Andrew Shaw a suivi en profitant de la cohue devant le filet, tandis que tous les membres de son trio avaient convergé au filet. Encore le nouveau style. Kotkaniemi a marqué le troisième but après avoir profité du travail acharné d'Arrturi Lehkonen en échec avant. Vous nous voyez venir, le nouveau style. Encore.

« On savait qu'on ne s'était pas présentés, a ajouté Hudon. Tu vois comme le caractère a changé cette année. On croit en nous. On est sortis en deuxième et en troisième comme une vraie équipe. Il faut le faire pendant 60 minutes. »

ÉVITER LE RETOUR EN ARRIÈRE

Ce match est un exemple concret de la nouvelle mentalité. D'un autre côté, c'est aussi le rappel que le Canadien marche sur une glace mince.

Le Canadien a lancé sa saison avec une succession de décisions audacieuses qui ont vitalisé l'équipe et rapidement suscité l'espoir chez les partisans. Karl Alzner laissé de côté, Tomas Plekanec aussi, Jesperi Kotkaniemi dans la formation malgré ses 18 ans, Victor Mete et Noah Juulsen avec des rôles clés. Le virage jeunesse était bien amorcé et Claude Julien insistait sur la rage de vaincre, la rapidité, l'échec avant, la recherche du revirement. Les résultats ont été instantanés, le spectacle a plu.

La première période du match d'hier doit servir d'avertissement. Le Canadien doit garder le même feu, aussi éprouvant que ce soit, et Claude Julien doit faire preuve de la même audace dans ses décisions. 
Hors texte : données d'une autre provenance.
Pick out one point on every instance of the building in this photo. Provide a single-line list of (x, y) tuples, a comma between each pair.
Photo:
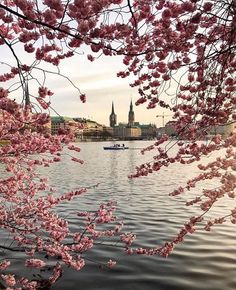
[(131, 116), (113, 117), (131, 130), (60, 124)]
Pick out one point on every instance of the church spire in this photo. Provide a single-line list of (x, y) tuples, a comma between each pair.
[(113, 117), (112, 109), (26, 95), (131, 115)]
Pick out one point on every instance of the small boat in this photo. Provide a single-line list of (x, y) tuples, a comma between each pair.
[(115, 147)]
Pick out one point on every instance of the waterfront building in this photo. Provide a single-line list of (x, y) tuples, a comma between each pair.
[(113, 117), (131, 116), (59, 123), (133, 130)]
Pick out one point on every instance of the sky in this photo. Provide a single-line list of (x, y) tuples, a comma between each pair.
[(97, 80)]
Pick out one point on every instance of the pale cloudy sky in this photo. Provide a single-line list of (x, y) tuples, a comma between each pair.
[(97, 80)]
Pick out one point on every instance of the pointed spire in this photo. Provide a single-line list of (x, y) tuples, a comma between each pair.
[(113, 117), (112, 109), (131, 106), (27, 98)]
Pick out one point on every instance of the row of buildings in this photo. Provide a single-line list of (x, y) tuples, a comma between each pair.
[(85, 129)]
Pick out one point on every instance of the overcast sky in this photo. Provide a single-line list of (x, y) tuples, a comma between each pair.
[(98, 81)]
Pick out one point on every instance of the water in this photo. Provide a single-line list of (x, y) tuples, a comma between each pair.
[(204, 261)]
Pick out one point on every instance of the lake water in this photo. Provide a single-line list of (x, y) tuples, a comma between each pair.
[(204, 261)]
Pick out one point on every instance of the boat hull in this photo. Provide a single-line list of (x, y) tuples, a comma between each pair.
[(114, 148)]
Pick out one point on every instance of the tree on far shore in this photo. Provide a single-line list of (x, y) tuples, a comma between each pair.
[(182, 58)]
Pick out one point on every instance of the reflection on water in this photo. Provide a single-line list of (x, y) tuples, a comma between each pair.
[(204, 261)]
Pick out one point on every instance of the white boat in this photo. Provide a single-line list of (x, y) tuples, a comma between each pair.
[(115, 147)]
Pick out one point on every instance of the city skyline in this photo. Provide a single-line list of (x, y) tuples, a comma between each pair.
[(97, 80), (102, 87)]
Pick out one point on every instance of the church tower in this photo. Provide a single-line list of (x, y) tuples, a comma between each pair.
[(131, 115), (113, 118)]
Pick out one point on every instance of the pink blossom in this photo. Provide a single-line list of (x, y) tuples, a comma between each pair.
[(34, 263)]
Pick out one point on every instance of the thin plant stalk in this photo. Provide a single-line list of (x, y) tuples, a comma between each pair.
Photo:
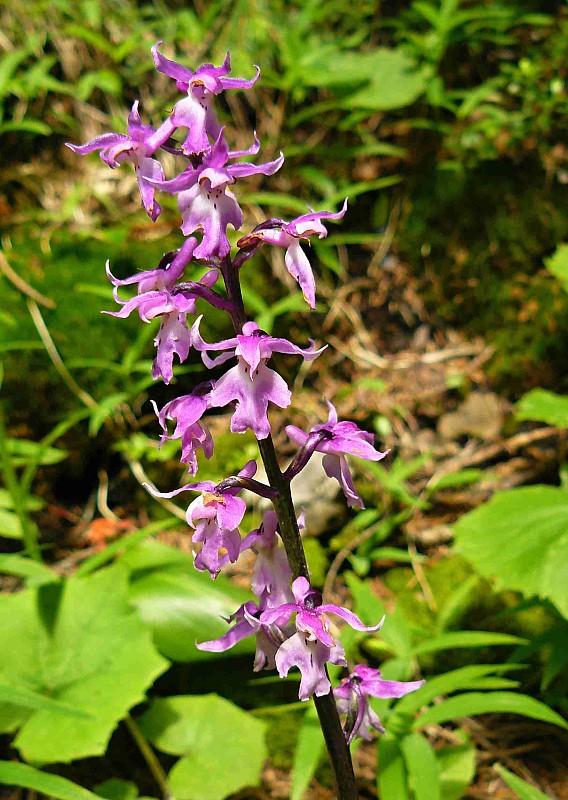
[(29, 532), (149, 757)]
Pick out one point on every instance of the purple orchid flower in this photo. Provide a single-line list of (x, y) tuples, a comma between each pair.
[(137, 147), (246, 623), (251, 383), (194, 112), (187, 412), (204, 199), (215, 515), (353, 699), (289, 235), (340, 438), (312, 646), (158, 296)]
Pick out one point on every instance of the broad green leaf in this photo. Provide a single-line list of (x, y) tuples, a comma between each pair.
[(524, 790), (520, 537), (309, 747), (382, 79), (544, 406), (471, 703), (223, 747), (81, 643), (180, 605), (14, 774), (457, 768), (558, 264), (392, 778), (458, 639), (422, 767), (28, 699)]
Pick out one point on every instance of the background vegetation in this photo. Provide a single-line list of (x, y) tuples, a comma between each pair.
[(443, 295)]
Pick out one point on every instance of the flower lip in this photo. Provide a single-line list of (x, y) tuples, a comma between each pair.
[(313, 599)]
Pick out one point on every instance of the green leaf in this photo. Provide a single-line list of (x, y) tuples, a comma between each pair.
[(223, 747), (521, 538), (452, 681), (544, 406), (10, 525), (117, 789), (471, 703), (35, 572), (422, 767), (23, 451), (379, 80), (13, 774), (558, 264), (392, 778), (309, 747), (395, 82), (457, 768), (526, 791), (80, 643), (26, 698), (181, 606), (459, 639)]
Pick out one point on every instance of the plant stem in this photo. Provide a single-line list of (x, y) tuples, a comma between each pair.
[(18, 495), (149, 757), (326, 708)]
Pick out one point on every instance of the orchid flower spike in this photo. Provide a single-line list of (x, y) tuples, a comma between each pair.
[(137, 147)]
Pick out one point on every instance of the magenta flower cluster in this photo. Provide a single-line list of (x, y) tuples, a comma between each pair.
[(289, 619)]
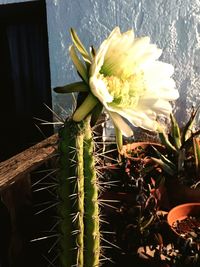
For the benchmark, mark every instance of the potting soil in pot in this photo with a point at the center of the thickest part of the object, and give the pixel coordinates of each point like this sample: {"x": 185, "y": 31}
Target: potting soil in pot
{"x": 188, "y": 228}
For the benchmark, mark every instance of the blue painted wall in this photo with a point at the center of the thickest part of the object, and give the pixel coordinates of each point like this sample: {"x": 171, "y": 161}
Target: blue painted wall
{"x": 173, "y": 24}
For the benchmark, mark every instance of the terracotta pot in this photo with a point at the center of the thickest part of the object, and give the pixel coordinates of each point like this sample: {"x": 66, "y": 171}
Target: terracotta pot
{"x": 180, "y": 194}
{"x": 181, "y": 212}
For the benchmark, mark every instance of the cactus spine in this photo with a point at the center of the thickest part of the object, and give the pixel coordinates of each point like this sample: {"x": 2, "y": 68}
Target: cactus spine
{"x": 79, "y": 243}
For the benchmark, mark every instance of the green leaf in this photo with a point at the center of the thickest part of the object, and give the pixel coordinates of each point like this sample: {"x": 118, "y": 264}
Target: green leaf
{"x": 196, "y": 144}
{"x": 77, "y": 42}
{"x": 175, "y": 131}
{"x": 119, "y": 138}
{"x": 92, "y": 51}
{"x": 71, "y": 88}
{"x": 164, "y": 166}
{"x": 164, "y": 159}
{"x": 187, "y": 131}
{"x": 78, "y": 64}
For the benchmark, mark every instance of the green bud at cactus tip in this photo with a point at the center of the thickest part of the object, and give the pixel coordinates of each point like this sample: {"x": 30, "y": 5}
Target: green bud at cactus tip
{"x": 86, "y": 107}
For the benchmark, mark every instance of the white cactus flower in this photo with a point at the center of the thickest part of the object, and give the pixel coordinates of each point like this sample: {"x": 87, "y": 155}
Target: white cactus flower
{"x": 127, "y": 78}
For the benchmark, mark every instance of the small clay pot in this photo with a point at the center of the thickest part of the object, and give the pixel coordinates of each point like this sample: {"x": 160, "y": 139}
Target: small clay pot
{"x": 181, "y": 212}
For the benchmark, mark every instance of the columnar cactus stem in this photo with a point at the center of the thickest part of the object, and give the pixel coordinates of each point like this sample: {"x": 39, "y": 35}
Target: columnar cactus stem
{"x": 92, "y": 235}
{"x": 78, "y": 194}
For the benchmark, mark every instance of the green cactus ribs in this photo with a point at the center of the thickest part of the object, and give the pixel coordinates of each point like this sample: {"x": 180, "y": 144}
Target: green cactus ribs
{"x": 79, "y": 241}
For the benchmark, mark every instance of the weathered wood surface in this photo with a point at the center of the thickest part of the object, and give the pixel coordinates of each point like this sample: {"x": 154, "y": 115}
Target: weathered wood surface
{"x": 21, "y": 164}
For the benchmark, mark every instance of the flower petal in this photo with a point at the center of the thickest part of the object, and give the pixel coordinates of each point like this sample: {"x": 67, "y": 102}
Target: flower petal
{"x": 121, "y": 124}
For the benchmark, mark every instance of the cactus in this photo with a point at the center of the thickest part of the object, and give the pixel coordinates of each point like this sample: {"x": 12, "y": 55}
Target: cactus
{"x": 78, "y": 211}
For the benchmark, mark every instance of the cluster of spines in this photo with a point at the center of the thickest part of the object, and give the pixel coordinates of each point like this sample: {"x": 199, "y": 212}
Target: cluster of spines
{"x": 78, "y": 197}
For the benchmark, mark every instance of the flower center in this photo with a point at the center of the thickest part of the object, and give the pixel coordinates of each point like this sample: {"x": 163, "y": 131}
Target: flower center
{"x": 125, "y": 91}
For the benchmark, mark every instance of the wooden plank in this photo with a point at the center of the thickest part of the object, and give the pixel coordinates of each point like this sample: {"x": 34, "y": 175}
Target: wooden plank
{"x": 19, "y": 165}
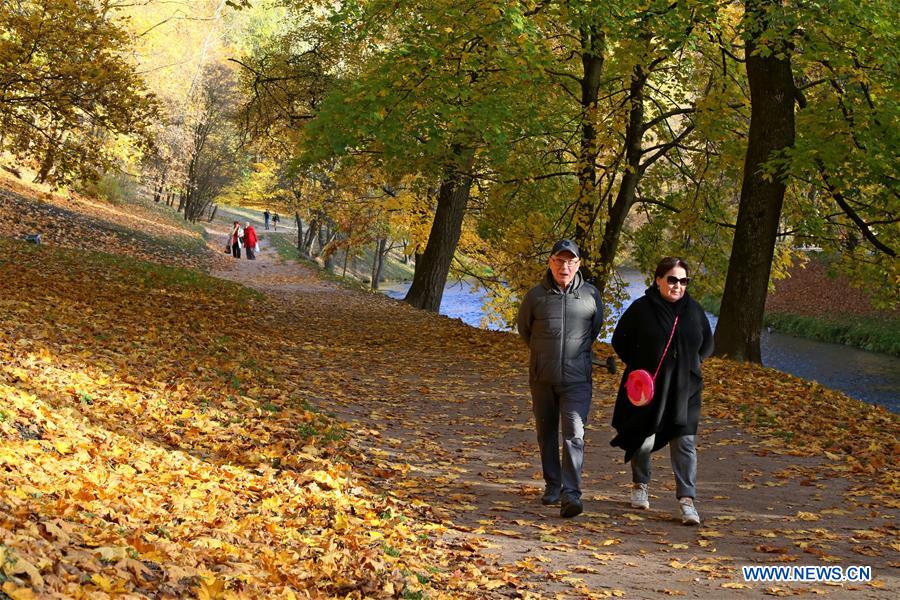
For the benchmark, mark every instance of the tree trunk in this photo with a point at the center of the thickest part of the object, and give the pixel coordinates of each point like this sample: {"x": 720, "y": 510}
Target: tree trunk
{"x": 771, "y": 132}
{"x": 593, "y": 47}
{"x": 378, "y": 262}
{"x": 46, "y": 165}
{"x": 312, "y": 233}
{"x": 430, "y": 277}
{"x": 631, "y": 176}
{"x": 299, "y": 231}
{"x": 323, "y": 242}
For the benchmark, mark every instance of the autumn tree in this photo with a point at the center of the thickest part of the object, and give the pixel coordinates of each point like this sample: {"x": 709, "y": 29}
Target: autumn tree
{"x": 827, "y": 62}
{"x": 212, "y": 162}
{"x": 67, "y": 88}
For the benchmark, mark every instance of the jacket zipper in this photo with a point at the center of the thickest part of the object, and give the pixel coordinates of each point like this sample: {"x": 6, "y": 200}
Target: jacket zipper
{"x": 562, "y": 340}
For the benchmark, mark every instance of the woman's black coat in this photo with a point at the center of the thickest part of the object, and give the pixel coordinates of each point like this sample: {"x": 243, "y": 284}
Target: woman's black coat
{"x": 639, "y": 340}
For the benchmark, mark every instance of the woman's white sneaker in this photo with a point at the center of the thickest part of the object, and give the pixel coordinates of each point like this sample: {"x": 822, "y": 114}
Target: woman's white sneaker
{"x": 689, "y": 514}
{"x": 640, "y": 496}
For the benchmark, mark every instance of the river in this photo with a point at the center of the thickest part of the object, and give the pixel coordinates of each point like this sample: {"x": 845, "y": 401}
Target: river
{"x": 868, "y": 376}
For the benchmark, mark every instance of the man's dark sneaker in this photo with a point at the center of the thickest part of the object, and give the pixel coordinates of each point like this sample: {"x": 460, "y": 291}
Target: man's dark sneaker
{"x": 551, "y": 496}
{"x": 571, "y": 507}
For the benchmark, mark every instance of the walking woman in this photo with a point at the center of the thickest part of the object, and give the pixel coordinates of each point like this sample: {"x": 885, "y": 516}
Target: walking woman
{"x": 236, "y": 239}
{"x": 666, "y": 333}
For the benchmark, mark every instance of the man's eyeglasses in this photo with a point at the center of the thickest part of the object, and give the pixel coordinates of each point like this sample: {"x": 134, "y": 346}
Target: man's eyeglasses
{"x": 672, "y": 280}
{"x": 562, "y": 261}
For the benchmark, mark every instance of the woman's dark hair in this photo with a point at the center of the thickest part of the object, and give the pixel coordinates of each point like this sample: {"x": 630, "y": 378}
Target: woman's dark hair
{"x": 669, "y": 263}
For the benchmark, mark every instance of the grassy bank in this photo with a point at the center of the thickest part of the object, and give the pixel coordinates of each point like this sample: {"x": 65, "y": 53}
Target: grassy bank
{"x": 868, "y": 334}
{"x": 874, "y": 335}
{"x": 358, "y": 269}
C'est la fougue du Canadien qui a électrisé son début de saison, c'est sa fougue encore qui lui a fait gagner le match d'hier. Et c'est la fougue, fournie en grande partie par les jeunes, qui donnera le ton à la prochaine génération du Canadien. 

« On va y aller avec le positif, a renchéri Hudon. On est sortis avec la victoire, on a montré l'effort et le caractère. L'année passée, on ne l'a pas fait souvent, revenir de deux buts. Il faut arrêter de laisser plus que trois buts [à l'adversaire], mais on a la victoire. On pensera au négatif plus tard. » 

Au fait, c'est là aussi l'un des problèmes du Canadien. C'était la 13e fois cette saison qu'il accordait trois buts ou plus. Il a encaissé 30 buts à ses sept derniers matchs. C'est beaucoup trop. Claude Julien a jonglé avec son top 6 défensif, dernièrement. Hier, Juulsen et Ouellet mangeaient des hot-dogs sur la passerelle (façon de parler, bien sûr), mais ce n'est peut-être pas eux qui sont les plus à blâmer. 

« Il ne faut pas penser qu'on peut continuer à jouer comme ça. On va essayer de corriger certains détails. On part dans l'Ouest canadien pour un voyage important [à Edmonton, Calgary et Vancouver] et il faudra que notre jeu soit beaucoup mieux sans la rondelle. » 

Audace et fougue, encore et toujours. Le Canadien ne doit plus regarder en arrière... comme il l'a fait pendant 20 minutes hier.